Doomsday Clock ticks closer to midnight



From left to right: Daniel Holz, Sharon Squassoni, Mary Robinson and Elbegdorj Tsakhia. Source: AP Photo/Patrick Semansky

On Jan. 26, the Bulletin of the Atomic Scientists announced that our world is a mere 90 seconds away from midnight, or how close we are to destruction due to technology of our own making.

The Doomsday Clock was made by a group of scientists in 1947, for fear of catastrophe due to the US and the USSR developing atomic bombs. Since then, the same group has continued to move the clock handle back and forth as a measure of how close humanity is to mutual destruction.

“I was surprised to know that the doomsday clock was so close to midnight,” Allison Lee (11), AP World History student, said. “Since 1947, there was the Korean War, Vietnam War, etc. and likely multiple live atomic bomb tests, yet the scientists thought now is closer to doomsday than ever? They must have a really good reason to claim that.”

Most recently, the main concerns of the Bulletin of the Atomic Scientists are from the prolonged fighting between Ukraine and Russia. Russia continues to threaten to use nuclear warheads on Ukraine, while countries like North Korea, China, Iran, and more continue to maintain their nuclear arsenals. 

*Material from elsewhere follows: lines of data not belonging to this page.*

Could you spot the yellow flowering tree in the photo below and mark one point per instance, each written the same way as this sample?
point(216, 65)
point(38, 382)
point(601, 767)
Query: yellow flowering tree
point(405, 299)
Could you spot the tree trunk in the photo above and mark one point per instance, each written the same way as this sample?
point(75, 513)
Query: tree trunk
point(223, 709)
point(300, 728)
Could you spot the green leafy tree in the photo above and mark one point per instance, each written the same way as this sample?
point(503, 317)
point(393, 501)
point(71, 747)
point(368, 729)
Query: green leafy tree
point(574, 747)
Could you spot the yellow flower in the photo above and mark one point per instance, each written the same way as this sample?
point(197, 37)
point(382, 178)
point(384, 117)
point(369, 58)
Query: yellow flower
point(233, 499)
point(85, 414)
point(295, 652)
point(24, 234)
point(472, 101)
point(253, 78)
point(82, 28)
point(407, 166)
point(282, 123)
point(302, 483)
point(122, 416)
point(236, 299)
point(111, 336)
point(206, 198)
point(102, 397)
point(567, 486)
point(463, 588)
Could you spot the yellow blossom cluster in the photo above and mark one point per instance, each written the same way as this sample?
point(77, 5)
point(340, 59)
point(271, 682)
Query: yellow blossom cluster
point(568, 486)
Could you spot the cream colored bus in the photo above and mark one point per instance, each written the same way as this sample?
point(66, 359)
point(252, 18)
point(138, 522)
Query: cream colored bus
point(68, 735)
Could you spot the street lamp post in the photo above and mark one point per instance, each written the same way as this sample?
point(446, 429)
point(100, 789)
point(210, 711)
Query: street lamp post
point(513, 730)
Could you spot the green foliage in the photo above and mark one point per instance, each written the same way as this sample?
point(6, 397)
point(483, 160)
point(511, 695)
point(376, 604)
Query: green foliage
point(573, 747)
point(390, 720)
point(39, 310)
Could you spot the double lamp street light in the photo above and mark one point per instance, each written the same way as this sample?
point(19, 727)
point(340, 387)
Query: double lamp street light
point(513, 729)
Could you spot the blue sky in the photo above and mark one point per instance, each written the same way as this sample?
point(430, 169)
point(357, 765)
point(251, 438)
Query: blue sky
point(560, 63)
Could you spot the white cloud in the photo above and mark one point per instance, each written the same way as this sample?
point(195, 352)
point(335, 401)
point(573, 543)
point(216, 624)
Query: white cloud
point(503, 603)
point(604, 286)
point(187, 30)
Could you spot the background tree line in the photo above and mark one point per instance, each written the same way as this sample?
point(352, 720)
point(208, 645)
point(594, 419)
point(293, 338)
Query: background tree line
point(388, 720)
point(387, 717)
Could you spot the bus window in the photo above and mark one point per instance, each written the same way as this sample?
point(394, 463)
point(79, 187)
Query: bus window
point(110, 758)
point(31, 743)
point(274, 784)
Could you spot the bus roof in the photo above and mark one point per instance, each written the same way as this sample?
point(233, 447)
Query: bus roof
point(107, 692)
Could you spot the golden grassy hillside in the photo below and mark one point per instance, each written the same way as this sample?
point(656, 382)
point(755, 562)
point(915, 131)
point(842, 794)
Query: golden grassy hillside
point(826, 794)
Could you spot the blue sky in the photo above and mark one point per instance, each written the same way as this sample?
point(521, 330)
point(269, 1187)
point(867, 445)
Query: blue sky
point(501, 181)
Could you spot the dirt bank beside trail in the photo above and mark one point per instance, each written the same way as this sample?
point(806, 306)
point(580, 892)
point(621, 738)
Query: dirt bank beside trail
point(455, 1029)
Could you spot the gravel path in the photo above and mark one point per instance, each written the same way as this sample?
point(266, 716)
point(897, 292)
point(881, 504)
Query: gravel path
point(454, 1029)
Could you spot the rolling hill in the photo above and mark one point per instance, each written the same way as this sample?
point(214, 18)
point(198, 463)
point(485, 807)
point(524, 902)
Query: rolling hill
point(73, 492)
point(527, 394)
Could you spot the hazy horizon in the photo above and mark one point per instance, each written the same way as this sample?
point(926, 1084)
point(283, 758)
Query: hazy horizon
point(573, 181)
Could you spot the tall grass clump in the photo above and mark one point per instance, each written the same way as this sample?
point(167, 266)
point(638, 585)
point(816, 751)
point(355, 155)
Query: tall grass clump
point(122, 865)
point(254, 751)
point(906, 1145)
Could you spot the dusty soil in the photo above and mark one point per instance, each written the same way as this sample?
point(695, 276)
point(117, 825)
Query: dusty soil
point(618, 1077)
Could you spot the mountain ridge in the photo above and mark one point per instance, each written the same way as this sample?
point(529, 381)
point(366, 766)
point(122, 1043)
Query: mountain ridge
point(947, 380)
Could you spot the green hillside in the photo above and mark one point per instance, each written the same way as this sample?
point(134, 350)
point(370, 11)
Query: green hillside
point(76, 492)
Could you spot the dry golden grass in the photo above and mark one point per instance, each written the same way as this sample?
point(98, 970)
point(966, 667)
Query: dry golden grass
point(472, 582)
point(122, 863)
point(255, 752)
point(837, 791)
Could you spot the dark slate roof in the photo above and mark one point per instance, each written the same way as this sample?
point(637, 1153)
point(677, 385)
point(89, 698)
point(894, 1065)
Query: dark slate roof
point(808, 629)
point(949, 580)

Furthermore, Russia cutting off fossil fuel supply to countries allied with Ukraine, in particular the EU, caused natural gas prices to hike. The two major implications are that renewable technologies are being rushed out to gain independence from fossil fuel supply, but also that some countries are starting to burn coal to maintain energy levels, causing increases in carbon dioxide emissions.

The Bulletin also considered biological threats that could potentially be used as warheads and disruptive technology like cyber warfare that contributed to the doomsday clock being moved 10 seconds ahead of last year. 

Some argue that the Doomsday Clock is inaccurate, considering that the current danger feels significantly less threatening than the nuclear crisis during the Cold War when the Doomsday Clock was set at two minutes. Others take the doomsday clock more seriously, viewing climate change and the nuclear threat with urgency. However, it is undeniable that reducing nuclear and climate threats is better for our future, regardless of the doomsday clock.